Data Protection Statement
Aviva plc (the Company) collects and processes information provided by you, or on your behalf, which relates to you as an individual shareholder. This information (which is your personal data) includes your name and contact details, the votes you cast and the Reference Number attributed to you by the Company. The Company may process your personal data for the purposes of compiling and updating the Company records, fulfilling its legal obligations, processing the shareholder rights you exercise, contacting you with shareholder information and related communications and for other purposes as set out in the Aviva privacy policy (www.aviva.com/privacy-policy).
The Company, its subsidiaries, agents and business partners and other carefully selected companies may use your information to keep you informed by post about products and services that may be of interest to you. The Company may engage a third party to do this (for example our Registrar, Computershare) who may process your personal data on the Company's behalf. Your information may also be used for research and statistical analysis. We will hold your personal data for as long as is necessary for the relevant activity or service and, if necessary, your information may also be disclosed and used for these purposes after you have sold your shareholding.
By providing us with your contact details, you consent to being contacted by these methods for these purposes.

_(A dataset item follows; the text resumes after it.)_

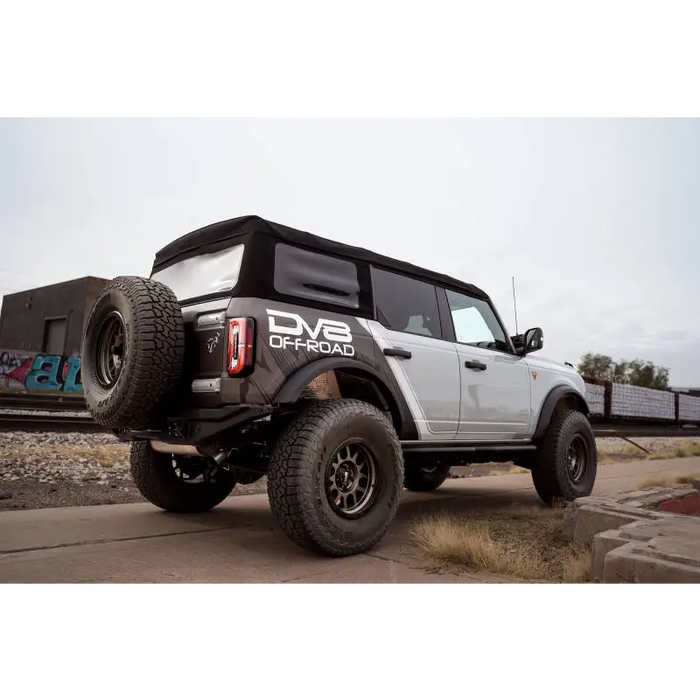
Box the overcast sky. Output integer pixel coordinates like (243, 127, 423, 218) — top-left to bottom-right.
(1, 119, 698, 385)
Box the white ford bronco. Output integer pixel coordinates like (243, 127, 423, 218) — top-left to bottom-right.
(81, 215, 596, 557)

If you do not wish to receive marketing information by post, please contact Computershare, by email or post, using the contact details above.
The Company might transfer your personal information to places outside the European Economic Area (EEA) and store it there, where the Company's or its Suppliers' personnel might process it for the purposes outlined in this Data Protection Statement. The countries to which your information is transferred may not offer an equivalent level of protection for personal information to the laws of the United Kingdom. If your personal data is transferred outside the EEA the Company will ensure that it is protected in accordance with the legal requirements of the Data Protection Act 1998.